The episode is the first to mention the character of Tina, Elaine's actress roommate, although she does not appear in this episode. It is also the first episode to feature Kramer making a sliding entrance into Jerry's apartment, which became a trademark in all the later episodes. Carolyn the waitress, played by Anita Wise, and her husband Larry, are named after Seinfeld's own sister and brother-in-law.

In the original draft of the script, the Englishman is called "Berbick." In the same script, Elaine asks Jerry what happened between Kramer and the Englishman. Jerry replies, "Kramer stayed there three hours. They're like best friends now."

==Reception==
When "The Robbery" first aired on June 7, 1990, it received a Nielsen rating of 13.6/24. This means that the episode was watched by 13.6% of American households, and that 24% of all televisions in use at the time were tuned into it.

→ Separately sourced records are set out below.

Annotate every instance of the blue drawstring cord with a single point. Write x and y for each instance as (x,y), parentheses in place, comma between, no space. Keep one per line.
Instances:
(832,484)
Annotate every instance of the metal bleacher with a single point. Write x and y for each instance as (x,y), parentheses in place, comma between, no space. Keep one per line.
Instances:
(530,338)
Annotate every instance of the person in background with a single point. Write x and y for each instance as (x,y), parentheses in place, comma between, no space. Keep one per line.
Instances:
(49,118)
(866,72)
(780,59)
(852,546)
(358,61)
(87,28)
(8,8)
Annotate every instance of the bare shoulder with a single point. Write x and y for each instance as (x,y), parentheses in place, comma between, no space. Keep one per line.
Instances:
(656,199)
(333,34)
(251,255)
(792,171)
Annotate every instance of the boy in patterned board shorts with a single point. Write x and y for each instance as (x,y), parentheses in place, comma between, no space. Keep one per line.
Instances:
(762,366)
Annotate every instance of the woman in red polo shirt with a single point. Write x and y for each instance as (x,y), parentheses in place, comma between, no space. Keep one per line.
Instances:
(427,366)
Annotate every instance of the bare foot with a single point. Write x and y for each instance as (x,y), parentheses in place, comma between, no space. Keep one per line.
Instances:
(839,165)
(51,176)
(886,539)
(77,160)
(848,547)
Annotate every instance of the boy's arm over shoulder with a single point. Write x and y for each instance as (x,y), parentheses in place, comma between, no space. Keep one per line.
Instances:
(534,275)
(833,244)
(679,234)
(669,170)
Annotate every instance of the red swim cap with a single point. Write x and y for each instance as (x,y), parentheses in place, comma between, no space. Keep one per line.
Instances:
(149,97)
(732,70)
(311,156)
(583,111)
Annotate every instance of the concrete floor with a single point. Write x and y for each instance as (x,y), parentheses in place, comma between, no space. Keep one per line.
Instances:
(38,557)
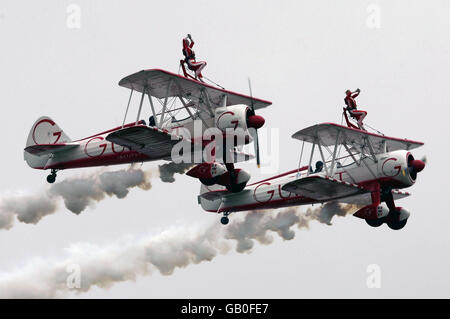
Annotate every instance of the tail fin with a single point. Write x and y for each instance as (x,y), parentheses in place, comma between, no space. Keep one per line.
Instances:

Reviews of the episode were mixed. Andy Patrizio from IGN.com wrote that "The Robbery" was the best episode of the first season of Seinfeld, saying that it showed "the dynamics that would come to define the show." However, Colin Jacobson for DVD Movie Guide said, "It lacks the great banter and play that marks the best episodes, but it doesn't come across as a total dud. It just seems a bit uninspired in the greater scheme of things."